Morris and Beswick spend a lot of time in the lab discussing research questions and working on manuscripts. Morris also alerts Beswick when she is scheduled to remove a tumor that a patient has consented to be used in research.

The samples come through the Human Tissue Repository, operated by the Department of Pathology. Normally, once they have used a tumor sample for diagnosis, pathologists discard the remainder, Beswick says. “Kate will let them know ahead of time and say, 'Please give this one to the Beswick lab.'"

The tumor samples can be analyzed in a dozen different ways, Beswick says.
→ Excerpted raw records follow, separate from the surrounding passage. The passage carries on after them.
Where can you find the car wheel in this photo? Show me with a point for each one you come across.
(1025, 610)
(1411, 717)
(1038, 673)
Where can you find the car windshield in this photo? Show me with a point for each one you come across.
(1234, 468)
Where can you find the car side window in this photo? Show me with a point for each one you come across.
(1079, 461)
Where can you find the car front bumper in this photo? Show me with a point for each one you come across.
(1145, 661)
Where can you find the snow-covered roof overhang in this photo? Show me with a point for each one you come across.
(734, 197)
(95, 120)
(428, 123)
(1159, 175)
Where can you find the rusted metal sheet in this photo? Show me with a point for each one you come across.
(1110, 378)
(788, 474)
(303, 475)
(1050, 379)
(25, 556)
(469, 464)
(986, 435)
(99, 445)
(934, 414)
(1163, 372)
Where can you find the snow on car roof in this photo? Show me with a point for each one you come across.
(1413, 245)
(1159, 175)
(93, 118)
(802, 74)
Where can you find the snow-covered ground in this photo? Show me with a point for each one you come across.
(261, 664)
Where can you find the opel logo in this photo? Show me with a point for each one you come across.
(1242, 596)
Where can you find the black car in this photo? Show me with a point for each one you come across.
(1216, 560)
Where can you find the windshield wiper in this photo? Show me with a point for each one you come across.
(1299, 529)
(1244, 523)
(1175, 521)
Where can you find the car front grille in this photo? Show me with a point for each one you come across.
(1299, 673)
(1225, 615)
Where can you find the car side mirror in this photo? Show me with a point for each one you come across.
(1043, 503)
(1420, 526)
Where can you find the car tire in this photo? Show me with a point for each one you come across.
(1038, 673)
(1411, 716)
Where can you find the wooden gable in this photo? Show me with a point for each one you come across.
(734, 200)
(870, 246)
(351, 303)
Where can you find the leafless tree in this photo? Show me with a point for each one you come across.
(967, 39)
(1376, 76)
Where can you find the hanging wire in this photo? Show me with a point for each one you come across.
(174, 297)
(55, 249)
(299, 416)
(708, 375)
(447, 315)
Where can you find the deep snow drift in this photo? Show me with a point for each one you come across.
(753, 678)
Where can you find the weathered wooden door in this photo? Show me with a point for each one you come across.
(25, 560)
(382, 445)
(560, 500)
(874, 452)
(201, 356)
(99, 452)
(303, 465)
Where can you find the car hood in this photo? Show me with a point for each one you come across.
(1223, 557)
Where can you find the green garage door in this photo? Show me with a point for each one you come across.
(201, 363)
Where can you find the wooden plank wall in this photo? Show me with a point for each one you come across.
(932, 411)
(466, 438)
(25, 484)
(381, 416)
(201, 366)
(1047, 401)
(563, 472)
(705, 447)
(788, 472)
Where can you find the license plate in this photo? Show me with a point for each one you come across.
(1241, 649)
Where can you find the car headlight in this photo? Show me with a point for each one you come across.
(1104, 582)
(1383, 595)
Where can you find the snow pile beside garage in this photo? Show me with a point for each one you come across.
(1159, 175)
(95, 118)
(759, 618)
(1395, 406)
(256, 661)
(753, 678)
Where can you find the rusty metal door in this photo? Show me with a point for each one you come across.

She can, for example grow connective tissue cells called fibroblasts from the sample, perform PCR analysis or study it for specific types of immune cells, like T cells and neutrophils.

“We’re analyzing things by tumor type and lymph node and metastatic stage,” Beswick says. “One of our big questions is what makes a tumor want to metastasize, because it’s the metastasis that kills the patient.”

Beswick, who with her husband spends a lot of her free time hiking and photographing in the Sandia Mountains, is grateful for the changes wrought by Hurricane Ike.

“When I came here, everything worked out better than I thought,” Beswick says. “It has been a lot easier for me to make connections and build this team here. People are friendly, willing to help and willing to collaborate. Somehow, this environment really works for me.”